Lancet. 2006 May 13;367(9522):1591-7. doi: 10.1016/S0140-6736(06)68696-0.


Background: In sub-Saharan Africa, rectal diazepam or intramuscular paraldehyde are commonly used as first-line anticonvulsant agents in the emergency treatment of seizures in children. These treatments can be expensive and sometimes toxic. We aimed to assess a drug and delivery system that is potentially more effective, safer, and easier to administer than those presently in use.

Methods: We did an open randomised trial in a paediatric emergency department of a tertiary hospital in Malawi. 160 children aged over 2 months with seizures persisting for more than 5 min were randomly assigned to receive either intranasal lorazepam (100 microg/kg, n=80) or intramuscular paraldehyde (0.2 mL/kg, n=80). The primary outcome measure was whether the presenting seizure stopped with one dose of assigned anticonvulsant agent within 10 min of administration. The primary analysis was by intention-to-treat. This study is registered with ClinicalTrials.gov, number NCT00116064.

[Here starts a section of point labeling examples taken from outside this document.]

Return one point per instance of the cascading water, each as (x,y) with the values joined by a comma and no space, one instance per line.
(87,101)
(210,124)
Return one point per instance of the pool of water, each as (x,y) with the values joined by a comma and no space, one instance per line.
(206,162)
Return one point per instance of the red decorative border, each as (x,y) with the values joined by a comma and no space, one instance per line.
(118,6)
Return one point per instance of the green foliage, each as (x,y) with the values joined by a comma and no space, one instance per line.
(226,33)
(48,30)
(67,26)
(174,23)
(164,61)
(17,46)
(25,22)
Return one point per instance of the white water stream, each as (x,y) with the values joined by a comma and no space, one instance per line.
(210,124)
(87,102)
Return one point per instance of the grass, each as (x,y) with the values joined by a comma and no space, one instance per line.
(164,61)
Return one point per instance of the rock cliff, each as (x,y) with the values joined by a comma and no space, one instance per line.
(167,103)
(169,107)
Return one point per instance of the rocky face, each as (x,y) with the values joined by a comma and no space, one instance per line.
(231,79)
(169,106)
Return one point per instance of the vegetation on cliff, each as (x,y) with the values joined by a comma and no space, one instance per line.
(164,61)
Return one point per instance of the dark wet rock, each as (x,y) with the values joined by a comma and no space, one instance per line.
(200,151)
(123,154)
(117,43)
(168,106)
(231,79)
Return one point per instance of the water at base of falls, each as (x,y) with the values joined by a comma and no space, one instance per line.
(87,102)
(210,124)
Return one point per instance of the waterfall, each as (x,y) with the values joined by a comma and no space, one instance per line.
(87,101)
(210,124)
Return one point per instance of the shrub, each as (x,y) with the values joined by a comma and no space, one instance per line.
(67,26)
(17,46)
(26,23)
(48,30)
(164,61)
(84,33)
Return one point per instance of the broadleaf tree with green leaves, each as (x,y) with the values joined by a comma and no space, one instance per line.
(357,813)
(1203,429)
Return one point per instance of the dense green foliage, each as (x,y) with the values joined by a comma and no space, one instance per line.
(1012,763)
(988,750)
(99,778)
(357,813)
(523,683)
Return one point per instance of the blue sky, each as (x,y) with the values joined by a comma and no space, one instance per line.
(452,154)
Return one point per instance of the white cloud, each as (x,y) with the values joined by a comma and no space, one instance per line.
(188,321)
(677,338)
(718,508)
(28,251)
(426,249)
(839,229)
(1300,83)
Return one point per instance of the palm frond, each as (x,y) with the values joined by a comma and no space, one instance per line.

Findings: Intranasal lorazepam stopped convulsions within 10 min in 60 (75%) episodes treated (absolute risk 0.75, 95% CI 0.64-0.84), and intramuscular paraldehyde in 49 (61.3%; absolute risk 0.61, 95% CI 0.49-0.72). No clinically important cardiorespiratory events were seen in either group (95% binomial exact CI 0-4.5%), and all children finished the trial.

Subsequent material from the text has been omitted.